4. Children and adults can be assessed at any age. However, the ideal age for testing is between 5 and 8 ½ years. By the age of 9, highly gifted children may hit the ceiling of the tests, and gifted girls may be socialized to hide their abilities. Unless they are absolutely certain they are right, gifted girls are often unwilling to guess, which lowers their IQ scores. (emphasis mine)
I don't know if I was ever in that category or not but the concept of having that socialized into girls by 9 is ominous and rings true for me. I have never figured out how to be proud of my accomplishments, abilities and gifts without the perception that I'm making other people feel bad. Bragging. Showing off. Guilt, the everlasting guilt. A lot of that training happened through school. I understand why it was done, but it's affected my concept of self permanently.
Net result? I second guess things all the time that I know. I did not notice this until I read the above quote and now I see it many times a day. Part of me went underground. I tried to downplay it and certainly never, ever went above and beyond what was (is) required. I'm often able to learn things really quickly, but when I don't it has been clearly pointed out to me that I'm not-so- perfect after all and oh thank goodness she sucks at something. This must where my fear of failure developed so strongly. I don't recall many times where I was genuinely encouraged to take on more, follow my nose and challenge myself with harder material. It was always about slowing me down. I may have selective memory.
I desperately wish that someone would have opened my mind to other options back when I was applying for university at the very least. I always got "you could do better if you put in more time" but never had any reason to care.
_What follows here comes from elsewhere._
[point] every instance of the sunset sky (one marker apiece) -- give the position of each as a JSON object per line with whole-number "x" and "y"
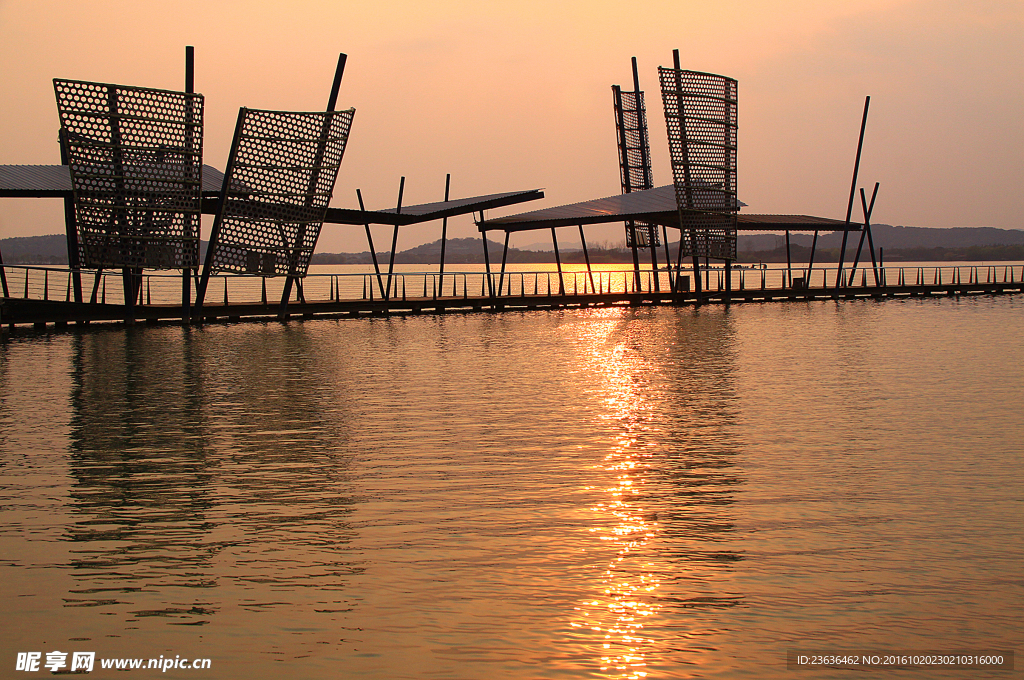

I wanted to be a nurse for a while. Nobody said hey, that's cool but if you applied yourself to your science and math courses you could shoot for physio or doctor! I am also from a small, conservative town and that's a huge part of it as well. You're a smart girl, do you want to be a teacher, nurse or social worker before you have kids? *sigh* Social worker? Check. Kids? Check.
I don't know if it's too late to learn to trust that part of my brain. I fear it's mostly sawdust by now and don't even know what I'd apply it to anyway. I haven't really learned to work hard, don't have good study habits and am terrified to try new things because I might not get it right and other people will enjoy that (in my mind). I have this vague but looming sense that I had something special and lost it. Wasted it. Failed. I sound like I'm 90. Other days I feel more inspired by possibilities but don't know where to focus the energy.
All this baggage and I'm supposed to help my girls navigate these waters successfully?